A/R L’ambiguïté sans doute involontaire de votre recherche, c’est qu’en tâchant d’ouvrir les possibilités de manipulation de la lumière blanche, avec des intentions esthétiques et scientifiques, vous contribuez dans une certaine mesure à ouvrir la boîte de Pandore…

A.L. Exactement. C’est mon travail. La boîte de Pandore, elle est chez LMNO. Beaucoup de personnes, même des scientifiques, ignorent qu’on peut manipuler la couleur à ce point. Bien sûr, je profite du fait que le domaine est quasiment dérégulé. Mais je suis conscient en même temps que si quelqu’un travaillant dans le marketing voit mon expo, ça peut lui donner des idées… J’essaie de faire gaffe à ce que je fais.

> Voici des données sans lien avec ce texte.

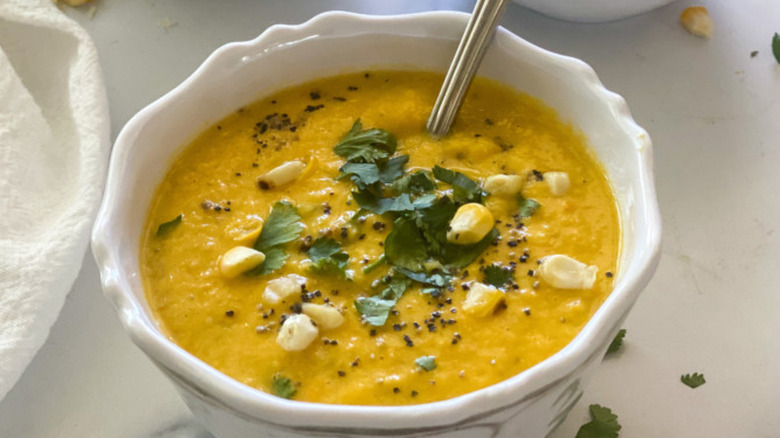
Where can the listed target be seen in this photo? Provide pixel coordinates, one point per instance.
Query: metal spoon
(471, 49)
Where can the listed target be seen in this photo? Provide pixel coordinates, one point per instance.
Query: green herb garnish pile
(417, 248)
(280, 228)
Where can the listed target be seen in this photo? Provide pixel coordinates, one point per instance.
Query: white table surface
(713, 113)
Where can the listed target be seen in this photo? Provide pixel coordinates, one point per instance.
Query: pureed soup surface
(458, 325)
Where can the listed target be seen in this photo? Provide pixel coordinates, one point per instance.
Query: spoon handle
(471, 49)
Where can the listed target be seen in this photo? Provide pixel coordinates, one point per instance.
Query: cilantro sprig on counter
(428, 363)
(617, 342)
(603, 424)
(693, 380)
(281, 227)
(282, 386)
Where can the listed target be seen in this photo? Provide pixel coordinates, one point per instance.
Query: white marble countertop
(713, 112)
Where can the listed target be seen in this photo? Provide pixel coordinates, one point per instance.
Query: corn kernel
(697, 21)
(471, 223)
(245, 231)
(281, 175)
(280, 288)
(238, 260)
(558, 182)
(327, 317)
(564, 272)
(296, 333)
(504, 184)
(482, 299)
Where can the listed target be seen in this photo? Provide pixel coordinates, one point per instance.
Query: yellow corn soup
(435, 343)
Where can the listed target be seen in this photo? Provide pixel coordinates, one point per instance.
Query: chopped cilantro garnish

1 La lumière est invisible, galerie LMNO, Bruxelles, 4 septembre – 24 octobre 2020 ; 5, 4, 3, 2 … sans jaune / sans rouge, Art Public, Liège, 1er août – 31 octobre 2020 ; The Light House, Villa Empain, Bruxelles, 22 octobre 2020 – 31 janvier 2021.
2 L’association bruxelloise Jeunesse et Arts Plastiques développe un programme de sensibilisation à l’art contemporain par le biais de conférences, séances de cinéma, éditions, etc.